The woods were engulfed in the rage and roar of the fires burning and erupting from all around fastly encroaching upon the site of The Faerie Fade. Two men were left standing in swirling hot wind amid thick clouds of smoke.
Jeremiah knelt down weeping over the body of Captain Lorgray, another dear friend lost to him all in pursuit of the dream of Excavatia.
“What do we do now?” Jeremiah asked Hanokh.
It had only been a few moments since O’Brian and his party of travelers vanished—drawn through the opened doorway into the sea of eyes.
“How do I get back to Azragoth to retrieve the Cordis Stone? How do we take him back to his people?”
“Just wait and watch there,” Hanokh raised his massive arm, pointing to the fiery orbs hovering over the four posts of the now-empty Faerie Fade enclosure.
The living orbs moved in towards the four tree-posts, and the tops of the trees swayed as the circles of light burned into their trunks extending along and through the roof of the canopy.
The structure began to become effused with golden light as the rustic wood gave way to a golden structure beneath its woodland exterior, revealing its true form.
The gnarled twisted saplings forming the shapes and edifices in the ceiling and walls of The Faerie Fade began to be smooth tracery of ornate metalwork, keeping the same pattern and design, but exuding a polished and clean translucence, like that of molded glass.
“Stand back,” Hanokh warned, helping Jeremiah rise, and kneeling to lift the body of Captain Lorgray onto his broad shoulder.
The tops of the trees, comprising the four posts of The Faerie Fade began to sway and then lean outward away from the central covering.
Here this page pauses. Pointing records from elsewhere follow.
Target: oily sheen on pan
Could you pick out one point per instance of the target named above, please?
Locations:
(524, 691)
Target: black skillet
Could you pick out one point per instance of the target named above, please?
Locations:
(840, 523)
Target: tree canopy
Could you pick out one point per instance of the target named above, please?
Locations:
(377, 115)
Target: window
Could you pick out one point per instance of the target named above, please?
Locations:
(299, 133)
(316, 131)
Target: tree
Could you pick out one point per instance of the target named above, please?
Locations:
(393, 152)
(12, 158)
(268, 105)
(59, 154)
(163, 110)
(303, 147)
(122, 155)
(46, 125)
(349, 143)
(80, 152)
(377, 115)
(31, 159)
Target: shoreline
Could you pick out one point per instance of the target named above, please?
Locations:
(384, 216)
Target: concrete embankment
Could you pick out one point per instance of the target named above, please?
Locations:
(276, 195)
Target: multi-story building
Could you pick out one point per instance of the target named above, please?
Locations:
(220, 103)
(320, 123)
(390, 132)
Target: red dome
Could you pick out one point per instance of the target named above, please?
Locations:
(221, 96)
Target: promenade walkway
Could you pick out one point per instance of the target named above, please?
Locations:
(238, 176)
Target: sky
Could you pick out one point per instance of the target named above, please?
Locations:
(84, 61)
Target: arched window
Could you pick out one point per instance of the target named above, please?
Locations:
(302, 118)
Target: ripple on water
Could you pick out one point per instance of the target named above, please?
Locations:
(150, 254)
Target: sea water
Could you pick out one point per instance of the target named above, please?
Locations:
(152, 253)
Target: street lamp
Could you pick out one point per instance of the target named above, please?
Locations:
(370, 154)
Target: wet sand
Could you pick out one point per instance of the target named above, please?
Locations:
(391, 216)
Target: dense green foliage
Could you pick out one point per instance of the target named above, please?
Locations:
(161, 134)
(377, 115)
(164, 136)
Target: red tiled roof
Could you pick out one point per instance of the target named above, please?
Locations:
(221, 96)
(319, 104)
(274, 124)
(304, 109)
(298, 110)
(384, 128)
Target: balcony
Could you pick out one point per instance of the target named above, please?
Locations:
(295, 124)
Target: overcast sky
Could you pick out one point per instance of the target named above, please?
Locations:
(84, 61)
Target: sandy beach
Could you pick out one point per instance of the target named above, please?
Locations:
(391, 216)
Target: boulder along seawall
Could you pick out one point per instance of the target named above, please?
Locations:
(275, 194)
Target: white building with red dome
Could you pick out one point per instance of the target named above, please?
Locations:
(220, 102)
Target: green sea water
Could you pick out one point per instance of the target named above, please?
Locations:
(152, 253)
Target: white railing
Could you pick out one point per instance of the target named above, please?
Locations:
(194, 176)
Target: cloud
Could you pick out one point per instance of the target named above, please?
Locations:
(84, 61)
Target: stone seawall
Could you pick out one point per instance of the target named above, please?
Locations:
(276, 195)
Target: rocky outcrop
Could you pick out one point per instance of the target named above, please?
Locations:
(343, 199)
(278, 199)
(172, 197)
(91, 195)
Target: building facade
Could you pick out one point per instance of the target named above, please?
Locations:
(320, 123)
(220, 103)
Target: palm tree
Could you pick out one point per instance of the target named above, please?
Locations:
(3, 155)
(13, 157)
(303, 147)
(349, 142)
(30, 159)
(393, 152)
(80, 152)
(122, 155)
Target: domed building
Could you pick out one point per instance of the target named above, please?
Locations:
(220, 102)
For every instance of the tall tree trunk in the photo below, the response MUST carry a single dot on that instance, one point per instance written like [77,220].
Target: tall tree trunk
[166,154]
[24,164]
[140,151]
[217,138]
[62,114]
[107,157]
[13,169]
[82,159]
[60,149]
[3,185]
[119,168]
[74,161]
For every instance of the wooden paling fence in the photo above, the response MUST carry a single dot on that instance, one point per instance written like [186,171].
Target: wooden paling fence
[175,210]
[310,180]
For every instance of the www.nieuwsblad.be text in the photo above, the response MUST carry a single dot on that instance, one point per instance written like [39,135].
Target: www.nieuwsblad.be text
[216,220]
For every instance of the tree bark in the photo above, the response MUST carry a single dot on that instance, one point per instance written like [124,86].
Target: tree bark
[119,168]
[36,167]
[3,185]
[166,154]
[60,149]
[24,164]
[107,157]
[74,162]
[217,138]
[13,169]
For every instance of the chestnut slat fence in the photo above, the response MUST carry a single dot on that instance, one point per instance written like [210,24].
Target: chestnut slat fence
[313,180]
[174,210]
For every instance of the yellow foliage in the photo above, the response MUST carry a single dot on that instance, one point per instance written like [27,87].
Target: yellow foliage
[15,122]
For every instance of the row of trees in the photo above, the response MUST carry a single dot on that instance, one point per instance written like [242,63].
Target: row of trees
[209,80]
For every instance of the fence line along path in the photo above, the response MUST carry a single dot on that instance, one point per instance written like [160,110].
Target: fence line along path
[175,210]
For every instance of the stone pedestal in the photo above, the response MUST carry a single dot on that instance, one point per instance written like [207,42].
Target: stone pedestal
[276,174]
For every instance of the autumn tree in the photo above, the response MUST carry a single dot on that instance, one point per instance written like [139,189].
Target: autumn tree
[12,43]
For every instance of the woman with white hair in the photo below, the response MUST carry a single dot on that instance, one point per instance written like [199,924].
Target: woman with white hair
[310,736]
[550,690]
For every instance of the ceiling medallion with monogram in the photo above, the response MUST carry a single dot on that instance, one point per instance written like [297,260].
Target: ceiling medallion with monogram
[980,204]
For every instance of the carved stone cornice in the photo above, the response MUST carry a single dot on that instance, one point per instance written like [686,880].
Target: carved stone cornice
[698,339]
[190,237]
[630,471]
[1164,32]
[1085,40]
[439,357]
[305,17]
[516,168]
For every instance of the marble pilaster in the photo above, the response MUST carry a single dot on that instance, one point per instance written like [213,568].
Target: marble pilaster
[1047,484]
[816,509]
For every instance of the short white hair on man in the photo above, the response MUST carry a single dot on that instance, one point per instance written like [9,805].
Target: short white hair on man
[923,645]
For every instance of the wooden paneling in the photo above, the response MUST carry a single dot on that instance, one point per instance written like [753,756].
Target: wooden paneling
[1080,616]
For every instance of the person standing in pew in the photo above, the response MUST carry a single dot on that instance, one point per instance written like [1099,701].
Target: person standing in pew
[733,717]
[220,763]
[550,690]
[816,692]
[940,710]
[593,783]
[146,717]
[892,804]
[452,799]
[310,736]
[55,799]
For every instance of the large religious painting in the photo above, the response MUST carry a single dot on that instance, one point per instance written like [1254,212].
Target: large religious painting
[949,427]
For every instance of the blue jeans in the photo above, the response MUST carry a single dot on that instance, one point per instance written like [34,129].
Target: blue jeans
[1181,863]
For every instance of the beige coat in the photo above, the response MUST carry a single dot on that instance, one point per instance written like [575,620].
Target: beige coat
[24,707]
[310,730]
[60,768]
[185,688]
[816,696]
Then with a mighty crunching and crackling noise the four tops of the trees crashed into the surrounding treetops and fell away from the structure, their trunks cut smoothly from the top of the covering and down into the ground surrounding the shining structure emerging from within. It was almost as if the fallen trees were bowing in the four cardinal directions of the land.
Then the structure began to rise, underneath the four glowing orbs as if it were being lifted off of the ground where it had been rooted for so long.
The rising structure began to lean and roll before them, but the four orbs set at the tops of the four ceiling posts did not appear to turn. The two on the left lowered, tilting and the other two on the right rose above, inverting the floating structure until what was once the ceiling was now the golden floor swimming with dazzling flashes of light and power. The opposite wall remained only the central doorway was righted, rather than inverted and the whole of the structure rested upon the four orbs of light.
The Pan and the dryads and satyrs crawled and cowered in the periphery, away from the mysterious structure, terrified of the four Faeries that seemed to comprise the living wheels of the shimmering structure.
Hanokh supported Jeremiah, whose legs and knees were still weakened, not so much from their grueling strain but also from his own fright and awe of what was happening with The Faerie Fade and its joining with the four guardians below it.
“The chariot awaits,” Hanokh said, moving forward towards the dramatically revealed carriage.
“How can this be? We cannot go into that. It is too dangerous. No man may touch the Faeries,” Jeremiah stammered.
“Then how do you explain how the prophet Elijah came here to the Mid-World?”
“Then this is the…?”
“The very same.”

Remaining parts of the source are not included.